Há espaço para crescer, e muito. A China é o segundo maior mercado de parques do mundo, atrás apenas dos Estados Unidos. O país recebeu 130 milhões de turistas internacionais em 2023, e o número deve aumentar em curva ascendente, agora que a reabertura depois da pandemia é inevitável, apesar da mão de ferro do regime ditatorial de Xi Jinping. Levantamentos recentes mostram que os adultos chineses ainda viram a cara para a iniciativa, embora seus filhos não, atalho para pavimentar o futuro. “De tão grande, o mercado chinês não pode ser resumido a um único grupo de consumidores”, diz Thomas Law, presidente do Instituto Sociocultural Brasil-China (Ibrachina). “São camadas e camadas de interesses.”
Não é brincadeira, e por trás do entretenimento escancara-se uma outra evidente janela: a China já não pretende fechar-se em si mesma, apesar da cultura, apesar dos naturais e milenares ritos.
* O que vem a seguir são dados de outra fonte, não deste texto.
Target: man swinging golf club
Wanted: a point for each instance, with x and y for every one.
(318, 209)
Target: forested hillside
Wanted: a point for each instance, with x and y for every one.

O espalhafato econômico de Donald Trump, por meio da sucessão de tarifas impostas a parceiros comerciais, oferece uma outra fresta de oportunidade. “A entrada das marcas internacionais mostra como a China está de fato aberta ao mundo, especialmente em grandes centros urbanos como Xangai”, afirma Marcelo Beraldo, vice-presidente da Associação das Empresas de Parques e Atrações do Brasil (Adibra).
Convém, nesse divertido movimento, por assim dizer, olhar para o conjunto da obra: outras regiões com tradição de controle estatal e valores conservadores têm se rendido à força do entretenimento global. Os Emirados Árabes Unidos, por exemplo, já abrigam parques da Warner, da Ferrari, da Marvel e uma versão indoor da Disney. Na Arábia Saudita, o megaprojeto Qiddiya visa transformar o país em um hub de turismo até 2030. A Rússia, embora mais contida, conta com complexos como o Sochi Park, com atrações de inspiração europeia, e buscava atrair grifes ocidentais até Vladimir Putin afiar suas violentas garras. A estratégia: usar a força das franquias globais para construir pontes com o público jovem, fomentar o consumo e projetar uma imagem mais moderna. Trata-se, enfim, de aplicar o chamado soft power. E, claro, gerar empregos e consumo. É roda que está apenas começando, com promissores avanços. Não custa nada, com o Ocidente a beijar o Oriente, lembrar uma das frases mais emblemáticas de Walt Disney: “Se você pode sonhar, você pode realizar”. Como demonstra a multiplicação de parques, os chineses estão com a mão na massa.